To load the saved model and tokenizer, you can use the following code:

from transformers import LlamaForCausalLM, LlamaTokenizer

model = LlamaForCausalLM.from_pretrained("fine-tuned-qwen3")
tokenizer = LlamaTokenizer.from_pretrained("fine-tuned-qwen3")

This will automatically load the LORA adapters that were saved during the fine-tuning process, and you can use the loaded model for inference.

Conclusion

The fine-tuning process for Quint 3 models is quite different from traditional LLMs due to their hybrid reasoning capabilities. To preserve these capabilities, it's crucial to structure the data in a specific format that aligns with the model's prompt template.

The key steps covered in this guide include:

Preparing a dataset that combines both reasoning traces and non-reasoning examples.
Converting the data into the required prompt template format, which includes special tokens for enabling/disabling reasoning.
Fine-tuning the model using Lora adapters to avoid catastrophic forgetting.
Adjusting the inference hyperparameters to optimize performance in both reasoning and non-reasoning modes.

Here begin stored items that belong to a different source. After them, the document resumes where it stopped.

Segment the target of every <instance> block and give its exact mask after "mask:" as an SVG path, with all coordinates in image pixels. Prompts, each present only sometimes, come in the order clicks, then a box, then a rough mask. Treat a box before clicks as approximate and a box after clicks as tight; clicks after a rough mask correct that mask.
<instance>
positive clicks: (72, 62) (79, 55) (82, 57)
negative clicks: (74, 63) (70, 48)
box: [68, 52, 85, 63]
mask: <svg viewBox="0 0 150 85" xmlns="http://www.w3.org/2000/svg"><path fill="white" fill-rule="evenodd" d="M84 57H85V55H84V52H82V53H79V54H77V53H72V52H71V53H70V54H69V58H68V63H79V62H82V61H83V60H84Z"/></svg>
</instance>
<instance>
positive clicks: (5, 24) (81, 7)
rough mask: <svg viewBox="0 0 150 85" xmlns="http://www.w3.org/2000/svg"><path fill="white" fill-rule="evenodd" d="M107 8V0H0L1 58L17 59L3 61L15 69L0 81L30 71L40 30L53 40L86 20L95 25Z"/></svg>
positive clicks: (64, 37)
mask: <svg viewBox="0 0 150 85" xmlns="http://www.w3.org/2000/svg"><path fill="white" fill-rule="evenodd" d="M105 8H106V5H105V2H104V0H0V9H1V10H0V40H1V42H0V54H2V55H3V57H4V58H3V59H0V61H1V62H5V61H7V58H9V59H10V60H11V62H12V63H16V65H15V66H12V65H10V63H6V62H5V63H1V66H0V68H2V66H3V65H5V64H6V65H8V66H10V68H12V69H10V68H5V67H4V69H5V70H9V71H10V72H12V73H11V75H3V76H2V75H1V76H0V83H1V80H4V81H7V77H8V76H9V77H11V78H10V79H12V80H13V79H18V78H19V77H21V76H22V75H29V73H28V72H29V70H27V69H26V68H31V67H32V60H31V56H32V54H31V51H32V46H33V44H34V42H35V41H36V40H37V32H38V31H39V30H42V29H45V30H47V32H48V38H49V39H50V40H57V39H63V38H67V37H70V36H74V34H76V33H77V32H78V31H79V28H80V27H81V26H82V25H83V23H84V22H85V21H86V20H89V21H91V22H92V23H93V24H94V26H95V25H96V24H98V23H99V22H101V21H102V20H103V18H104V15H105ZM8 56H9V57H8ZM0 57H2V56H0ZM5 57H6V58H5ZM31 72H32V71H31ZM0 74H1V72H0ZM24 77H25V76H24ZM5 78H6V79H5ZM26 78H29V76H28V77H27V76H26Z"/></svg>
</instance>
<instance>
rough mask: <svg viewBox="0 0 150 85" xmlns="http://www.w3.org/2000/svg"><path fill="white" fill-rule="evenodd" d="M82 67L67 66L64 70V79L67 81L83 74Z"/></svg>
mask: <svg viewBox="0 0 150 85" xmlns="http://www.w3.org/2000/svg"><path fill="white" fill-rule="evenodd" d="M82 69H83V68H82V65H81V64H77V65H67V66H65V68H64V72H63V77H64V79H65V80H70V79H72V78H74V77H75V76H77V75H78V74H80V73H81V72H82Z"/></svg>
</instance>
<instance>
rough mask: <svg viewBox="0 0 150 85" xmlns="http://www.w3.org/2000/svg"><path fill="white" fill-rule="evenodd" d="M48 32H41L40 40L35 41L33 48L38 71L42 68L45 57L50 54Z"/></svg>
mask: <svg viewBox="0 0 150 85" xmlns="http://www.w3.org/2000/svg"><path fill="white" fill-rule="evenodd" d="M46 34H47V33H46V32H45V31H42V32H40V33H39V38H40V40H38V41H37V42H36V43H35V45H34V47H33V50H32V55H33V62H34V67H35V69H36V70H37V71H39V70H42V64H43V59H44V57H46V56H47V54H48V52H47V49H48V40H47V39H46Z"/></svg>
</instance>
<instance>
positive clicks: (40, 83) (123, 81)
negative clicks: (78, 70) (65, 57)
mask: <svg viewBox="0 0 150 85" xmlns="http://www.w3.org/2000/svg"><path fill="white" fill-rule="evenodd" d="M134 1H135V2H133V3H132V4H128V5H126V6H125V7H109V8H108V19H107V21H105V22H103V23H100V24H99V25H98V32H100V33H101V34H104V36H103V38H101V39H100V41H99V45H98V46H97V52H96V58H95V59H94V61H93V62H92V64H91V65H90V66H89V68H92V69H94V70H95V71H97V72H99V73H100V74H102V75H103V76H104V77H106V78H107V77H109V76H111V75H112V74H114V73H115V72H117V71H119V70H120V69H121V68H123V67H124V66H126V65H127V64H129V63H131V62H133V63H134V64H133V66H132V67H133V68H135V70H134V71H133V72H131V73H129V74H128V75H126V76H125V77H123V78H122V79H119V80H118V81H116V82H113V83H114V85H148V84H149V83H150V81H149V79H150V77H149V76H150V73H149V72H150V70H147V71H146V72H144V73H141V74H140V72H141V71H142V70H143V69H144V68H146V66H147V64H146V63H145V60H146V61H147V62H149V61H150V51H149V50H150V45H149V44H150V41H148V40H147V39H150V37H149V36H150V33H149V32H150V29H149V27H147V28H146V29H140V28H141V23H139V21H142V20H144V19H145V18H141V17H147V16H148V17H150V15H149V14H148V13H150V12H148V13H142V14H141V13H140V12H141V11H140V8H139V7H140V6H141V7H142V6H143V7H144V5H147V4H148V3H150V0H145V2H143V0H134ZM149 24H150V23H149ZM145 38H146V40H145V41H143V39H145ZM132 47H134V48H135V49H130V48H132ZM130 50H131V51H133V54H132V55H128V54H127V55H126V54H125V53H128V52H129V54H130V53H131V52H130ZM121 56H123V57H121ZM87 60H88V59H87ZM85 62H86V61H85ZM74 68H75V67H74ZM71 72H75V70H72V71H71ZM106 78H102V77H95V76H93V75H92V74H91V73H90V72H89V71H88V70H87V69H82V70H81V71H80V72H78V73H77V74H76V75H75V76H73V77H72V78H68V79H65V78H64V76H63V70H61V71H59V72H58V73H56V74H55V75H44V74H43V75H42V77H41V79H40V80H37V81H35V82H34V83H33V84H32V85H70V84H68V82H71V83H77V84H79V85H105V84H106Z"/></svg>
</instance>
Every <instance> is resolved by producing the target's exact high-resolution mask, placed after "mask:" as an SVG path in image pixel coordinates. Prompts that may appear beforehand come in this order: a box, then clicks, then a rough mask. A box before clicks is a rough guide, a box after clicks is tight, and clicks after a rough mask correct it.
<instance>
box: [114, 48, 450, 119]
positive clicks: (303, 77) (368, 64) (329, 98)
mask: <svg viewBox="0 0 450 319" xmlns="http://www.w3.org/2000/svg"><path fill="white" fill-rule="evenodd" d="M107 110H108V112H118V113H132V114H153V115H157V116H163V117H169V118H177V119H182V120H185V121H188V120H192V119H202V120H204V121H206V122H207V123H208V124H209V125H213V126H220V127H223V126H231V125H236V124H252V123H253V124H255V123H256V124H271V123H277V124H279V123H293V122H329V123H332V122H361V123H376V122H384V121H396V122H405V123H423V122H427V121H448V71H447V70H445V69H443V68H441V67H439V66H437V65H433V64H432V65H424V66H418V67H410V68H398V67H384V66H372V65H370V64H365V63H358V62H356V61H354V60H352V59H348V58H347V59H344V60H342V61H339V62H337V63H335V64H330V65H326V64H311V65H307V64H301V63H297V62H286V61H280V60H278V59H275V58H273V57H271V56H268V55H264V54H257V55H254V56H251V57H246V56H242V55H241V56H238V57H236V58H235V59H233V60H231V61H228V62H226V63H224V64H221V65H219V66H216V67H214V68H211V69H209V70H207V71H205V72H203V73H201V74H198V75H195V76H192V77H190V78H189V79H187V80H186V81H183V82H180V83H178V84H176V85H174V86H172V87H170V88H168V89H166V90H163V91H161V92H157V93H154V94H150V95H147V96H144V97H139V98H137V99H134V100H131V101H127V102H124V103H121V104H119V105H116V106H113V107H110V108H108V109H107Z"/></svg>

By following this approach, you can successfully fine-tune Quint 3 models on your custom data and leverage their powerful hybrid reasoning capabilities for your specific use case.

שאלות נפוצות

What is the easiest way to fine-tune a QWEN-3 model?

How do I enable or disable reasoning mode in the fine-tuned QWEN-3 model?

Can I save and load the fine-tuned LORA adapters for the QWEN-3 model?

What are the benefits of using LORA adapters for fine-tuning the QWEN-3 model?

Can I fine-tune the QWEN-3 model on my local machine?